Arsuz’lu çocuklar bireysel olarak farklı sesler verebildiklerini, ancak bu farklı seslerin bir arada çok güçlü ve etkileyici olabileceğini deneyimliyorlar. Kısacık bir çalışma ile dahi ortak ses çıkarabileceklerini, birbirilerinden farklı ama farklılıklarıyla ortaklaştıklarında güçlü ve etkili ses verebildiklerini öğreniyor çocuklar.

Bilim etkinliklerinde buluşuyor çocuklar. Hayatı, doğayı tanıyorlar. Mikroskopla görülmeyeni gören, doğanın renklerini hayatlarına taşıyan, yaparak öğrendikleri etkinliklerle buluşuyorlar.
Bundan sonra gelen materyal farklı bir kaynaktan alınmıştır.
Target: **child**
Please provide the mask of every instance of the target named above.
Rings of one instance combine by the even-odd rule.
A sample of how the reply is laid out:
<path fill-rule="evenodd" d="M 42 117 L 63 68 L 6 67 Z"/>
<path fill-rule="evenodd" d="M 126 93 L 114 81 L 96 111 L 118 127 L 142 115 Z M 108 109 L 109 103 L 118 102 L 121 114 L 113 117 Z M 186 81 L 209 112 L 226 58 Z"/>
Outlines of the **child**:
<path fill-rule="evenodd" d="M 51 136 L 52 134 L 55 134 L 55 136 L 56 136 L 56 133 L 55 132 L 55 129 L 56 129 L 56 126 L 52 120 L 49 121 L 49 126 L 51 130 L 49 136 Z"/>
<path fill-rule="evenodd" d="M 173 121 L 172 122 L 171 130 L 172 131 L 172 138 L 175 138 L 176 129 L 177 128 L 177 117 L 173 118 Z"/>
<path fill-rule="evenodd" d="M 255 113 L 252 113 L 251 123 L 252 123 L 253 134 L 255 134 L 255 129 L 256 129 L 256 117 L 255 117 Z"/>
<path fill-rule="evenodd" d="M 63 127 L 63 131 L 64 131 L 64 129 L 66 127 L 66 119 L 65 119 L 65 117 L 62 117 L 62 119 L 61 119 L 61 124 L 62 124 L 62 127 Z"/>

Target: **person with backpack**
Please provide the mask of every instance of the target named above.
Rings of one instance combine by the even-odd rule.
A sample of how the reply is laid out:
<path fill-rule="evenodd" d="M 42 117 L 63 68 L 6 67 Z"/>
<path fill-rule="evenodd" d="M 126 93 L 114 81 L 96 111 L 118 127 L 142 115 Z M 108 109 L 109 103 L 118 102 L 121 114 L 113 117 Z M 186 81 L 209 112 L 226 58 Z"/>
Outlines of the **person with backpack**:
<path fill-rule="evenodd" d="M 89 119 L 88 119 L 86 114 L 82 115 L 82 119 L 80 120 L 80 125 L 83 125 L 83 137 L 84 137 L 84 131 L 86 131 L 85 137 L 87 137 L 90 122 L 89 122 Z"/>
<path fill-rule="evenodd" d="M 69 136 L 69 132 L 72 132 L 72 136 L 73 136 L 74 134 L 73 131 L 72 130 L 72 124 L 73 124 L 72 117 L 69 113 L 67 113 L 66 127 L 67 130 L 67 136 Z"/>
Ve hayallerinden hiç kopmamaları gerektiğini onlara anımsatacak Masal Saatleriyle devam edecek buluşmaları ilerleyen günlerde… Hayal kurup masallarla büyürlerse, doğayı ve kendilerini tanırlarsa bugünlerine de yarınlarına da sahip çıkacak iradeyi hiçbir baskı altında dahi kaybetmeyeceklerini bilen bir anlayışla…

Halka açık konserler, toplum söyleşileri ve sergiler hepimizi bir araya getiriyor. Doktorların hiçbir karşılık beklemeden ettikleri yemin ışığında halk sağlığı için gönülden yaptıkları sağlık taramalarıyla iyi oluyoruz, hep birlikte. Yıl boyunca süregelen farklı etkinliklerde dayanışmayla oluşturulan bir fon öğrencilere burs oluyor, nefes veriyor.

Aşkla mesleğine, toprağına, hayatı paylaştığı tüm insanlara bağlı olan sevgili annemin uğruna mücadele ettiği barış, eşitlik ve özgürlük için buluşuyoruz 13 senedir. Bu hayallerin ve değerlerin ortağı olan sevgili babamın itici gücüyle… Ama eğer 13 yıldır aralıksız ve istikrarlı bir biçimde bir köy evinin iç avlusundan yayılabiliyorsa bu değerler, birçok sessiz kahramanın sayesinde oluyor.

Düzenin değişmesini beklemeyip tutabildiği yerden tutup değişimi var edenler sayesinde bir yeninin umudu bugün dünden daha güçlü. Hem de hayatımızın her alanında, coğrafyamızın her köşesinde böyle. Hayatlarına yazdıklarıyla, çizdikleriyle, mücadeleleriyle ortaklaşma onurunu yakaladığımız nice isimler ve pek çok isimsiz kahraman sayesinde yarın bugünden daha aydınlık olacak. Bir gün mutlaka!